Приятели сперва не согласились, но Владимир Петрович настоял на своем. Через две недели они опять сошлись, и Владимир Петрович сдержал свое обещание.

Вот что стояло в его тетрадке:

I

Мне было тогда шестнадцать лет. Дело происходило летом 1833 года.

Я жил в Москве у моих родителей. Они нанимали дачу около Калужской заставы, против Нескучного. Я готовился в университет, но работал очень мало и не торопясь.

Никто не стеснял моей свободы. Я делал, что хотел, особенно с тех пор, как я расстался с последним моим гувернером-французом, который никак не мог привыкнуть к мысли, что он упал "как бомба" (comme une bombe) в Россию, и с ожесточенным выражением на лице по целым дням валялся на постели. Отец обходился со мной равнодушно-ласково; матушка почти не обращала на меня внимания, хотя у ней, кроме меня, не было детей: другие заботы ее поглощали. Мой отец, человек еще молодой и очень красивый, женился на ней по расчету; она была старше его десятью годами. Матушка моя вела печальную жизнь: беспрестанно волновалась, ревновала, сердилась - но не в присутствии отца; она очень его боялась, а он держался строго, холодно, отдаленно… Я не видал человека более изысканно спокойного, самоуверенного и самовластного.
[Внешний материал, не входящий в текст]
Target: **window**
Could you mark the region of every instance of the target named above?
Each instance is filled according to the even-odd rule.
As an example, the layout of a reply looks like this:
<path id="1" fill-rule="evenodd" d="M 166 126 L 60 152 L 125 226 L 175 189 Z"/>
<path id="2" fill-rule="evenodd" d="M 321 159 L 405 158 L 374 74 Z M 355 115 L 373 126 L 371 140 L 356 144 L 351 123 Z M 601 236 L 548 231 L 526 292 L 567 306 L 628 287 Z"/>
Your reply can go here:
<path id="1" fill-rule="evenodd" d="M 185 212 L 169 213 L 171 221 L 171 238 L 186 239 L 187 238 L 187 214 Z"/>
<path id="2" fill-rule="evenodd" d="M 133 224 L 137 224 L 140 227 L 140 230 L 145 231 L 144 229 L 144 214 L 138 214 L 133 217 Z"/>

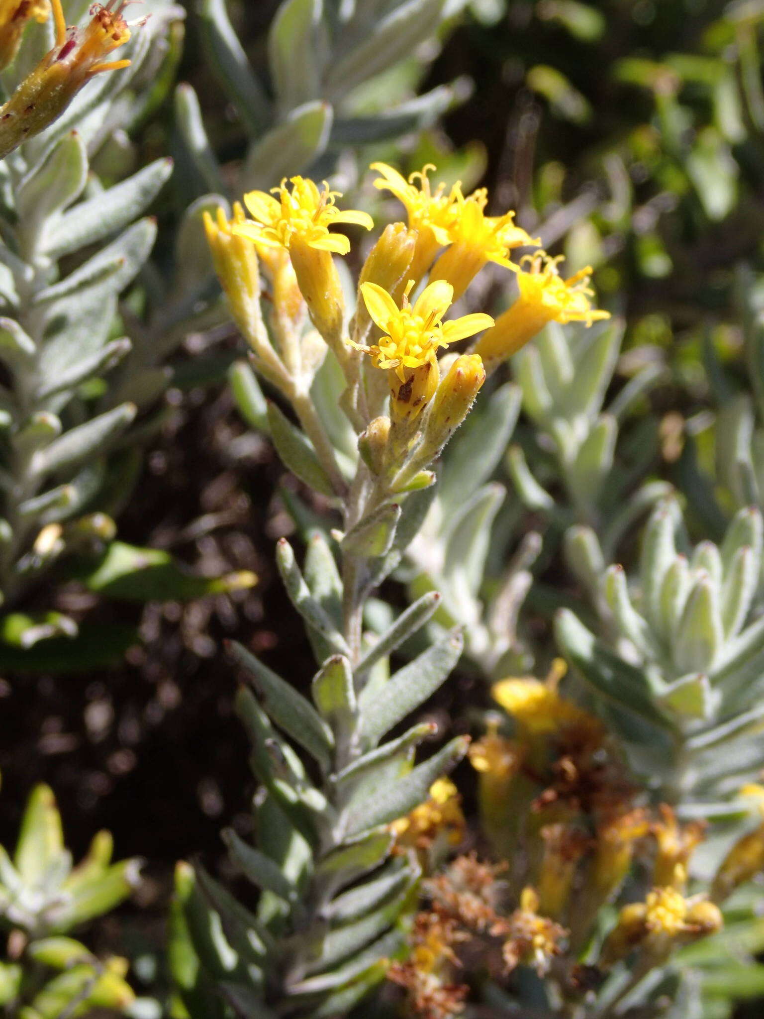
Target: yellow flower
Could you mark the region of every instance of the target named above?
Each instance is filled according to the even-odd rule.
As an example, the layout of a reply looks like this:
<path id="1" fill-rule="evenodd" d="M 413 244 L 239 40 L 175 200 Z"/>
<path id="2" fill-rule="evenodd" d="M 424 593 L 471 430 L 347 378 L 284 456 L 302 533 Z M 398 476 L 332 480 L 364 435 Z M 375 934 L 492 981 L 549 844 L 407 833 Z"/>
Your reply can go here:
<path id="1" fill-rule="evenodd" d="M 234 232 L 259 245 L 289 252 L 311 318 L 342 363 L 347 357 L 341 340 L 344 300 L 332 253 L 346 255 L 350 242 L 342 233 L 330 233 L 329 227 L 356 223 L 371 229 L 374 224 L 365 212 L 339 210 L 335 202 L 340 194 L 329 191 L 326 183 L 321 191 L 307 177 L 292 177 L 290 183 L 291 190 L 284 177 L 273 189 L 278 199 L 260 191 L 244 195 L 244 205 L 254 221 L 236 224 Z"/>
<path id="2" fill-rule="evenodd" d="M 457 846 L 466 828 L 460 803 L 453 783 L 449 779 L 438 779 L 430 787 L 429 799 L 390 825 L 396 844 L 427 850 L 436 840 L 444 838 L 448 845 Z"/>
<path id="3" fill-rule="evenodd" d="M 350 242 L 343 233 L 330 233 L 329 227 L 339 223 L 354 223 L 370 230 L 372 217 L 353 209 L 338 209 L 335 202 L 340 192 L 329 191 L 324 182 L 321 191 L 307 177 L 291 177 L 291 191 L 286 177 L 278 187 L 267 192 L 250 192 L 244 195 L 244 205 L 254 222 L 237 226 L 236 232 L 262 245 L 291 249 L 294 238 L 316 251 L 346 255 Z M 273 196 L 277 195 L 278 198 Z"/>
<path id="4" fill-rule="evenodd" d="M 0 108 L 0 159 L 60 117 L 95 74 L 129 65 L 129 60 L 105 59 L 128 41 L 131 28 L 146 21 L 125 21 L 122 11 L 128 2 L 96 3 L 84 29 L 67 29 L 61 0 L 51 0 L 56 45 Z"/>
<path id="5" fill-rule="evenodd" d="M 413 286 L 414 280 L 410 280 L 398 308 L 387 290 L 376 283 L 361 285 L 369 314 L 384 335 L 370 346 L 356 345 L 371 354 L 377 368 L 394 371 L 401 382 L 406 381 L 407 368 L 436 366 L 439 347 L 473 336 L 493 324 L 491 316 L 483 314 L 443 322 L 453 299 L 451 285 L 443 280 L 430 283 L 412 306 L 408 294 Z"/>
<path id="6" fill-rule="evenodd" d="M 455 189 L 446 193 L 446 185 L 439 183 L 432 191 L 428 177 L 430 170 L 435 169 L 432 163 L 421 172 L 412 173 L 408 180 L 387 163 L 372 163 L 370 169 L 381 174 L 374 186 L 391 192 L 402 202 L 408 213 L 408 227 L 417 231 L 410 274 L 419 281 L 432 265 L 438 249 L 451 243 L 449 227 L 455 216 Z"/>
<path id="7" fill-rule="evenodd" d="M 508 920 L 509 936 L 504 942 L 502 954 L 508 972 L 519 964 L 533 966 L 539 976 L 549 971 L 554 956 L 561 952 L 560 942 L 565 930 L 554 920 L 539 915 L 539 897 L 531 889 L 524 889 L 520 908 Z"/>
<path id="8" fill-rule="evenodd" d="M 508 258 L 515 248 L 538 247 L 524 229 L 514 224 L 514 213 L 486 216 L 488 194 L 485 187 L 465 198 L 458 185 L 454 189 L 453 221 L 448 229 L 450 247 L 433 266 L 431 279 L 445 279 L 453 286 L 457 301 L 488 262 L 495 262 L 516 271 Z"/>
<path id="9" fill-rule="evenodd" d="M 561 256 L 550 258 L 544 252 L 521 259 L 517 273 L 520 297 L 475 347 L 485 362 L 503 360 L 516 354 L 549 322 L 586 322 L 608 319 L 608 312 L 592 308 L 589 286 L 591 267 L 564 279 L 559 274 Z"/>
<path id="10" fill-rule="evenodd" d="M 42 23 L 50 13 L 48 0 L 0 0 L 0 70 L 13 60 L 26 23 Z"/>
<path id="11" fill-rule="evenodd" d="M 243 221 L 244 211 L 238 202 L 233 206 L 230 220 L 222 209 L 218 209 L 214 219 L 209 212 L 204 214 L 215 272 L 228 298 L 234 322 L 248 342 L 254 344 L 263 331 L 260 272 L 255 246 L 235 231 L 236 225 Z"/>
Я никогда не забуду первых недель, проведенных мною на даче. Погода стояла чудесная; мы переехали из города девятого мая, в самый Николин день. Я гулял - то в саду нашей дачи, то по Нескучному, то за заставой; брал с собою какую-нибудь книгу - курс Кайданова, например, - но редко ее развертывал, а больше вслух читал стихи, которых знал очень много на память; кровь бродила во мне, и сердце ныло - так сладко и смешно: я все ждал, робел чего-то и всему дивился и весь был наготове; фантазия играла и носилась быстро вокруг одних и тех же представлений, как на заре стрижи вокруг колокольни; я задумывался, грустил и даже плакал; но и сквозь слезы и сквозь грусть, навеянную то певучим стихом, то красотою вечера, проступало, как весенняя травка, радостное чувство молодой, закипающей жизни.

У меня была верховая лошадка, я сам ее седлал и уезжал один куда-нибудь подальше, пускался вскачь и воображал себя рыцарем на турнире - как весело дул мне в уши ветер! - или, обратив лицо к небу, принимал его сияющий свет и лазурь в разверстую душу.

Помнится, в то время образ женщины, призрак женской любви почти никогда не возникал определенными очертаниями в моем уме; но во всем, что я думал, во всем, что я ощущал, таилось полусознанное, стыдливое предчувствие чего-то нового, несказанно сладкого, женского…

Дача наша состояла из деревянного барского дома с колоннами и двух низеньких флигельков; во флигеле налево помещалась крохотная фабрика дешевых обоев… Я не раз хаживал туда смотреть, как десяток худых и взъерошенных мальчишек в засаленных халатах и с испитыми лицами то и дело вскакивали на деревянные рычаги, нажимавшие четырехугольные обрубки пресса, и таким образом тяжестью своих тщедушных тел вытискивали пестрые узоры обоев. Флигелек направо стоял пустой и отдавался внаймы. В один день - недели три спустя после девятого мая - ставни в окнах этого флигелька открылись, показались в них женские лица - какое-то семейство в нем поселилось. Помнится, в тот же день за обедом матушка осведомилась у дворецкого о том, кто были наши новые соседи, и, услыхав фамилию княгини Засекиной, сперва промолвила не без некоторого уважения: "А! княгиня… - а потом прибавила: - Должно быть, бедная какая-нибудь".

На трех извозчиках приехали-с, - заметил, почтительно подавая блюдо, дворецкий, - своего экипажа не имеют-с, и мебель самая пустая.

Да, - возразила матушка, - а все-таки лучше.

Отец холодно взглянул на нее: она умолкла.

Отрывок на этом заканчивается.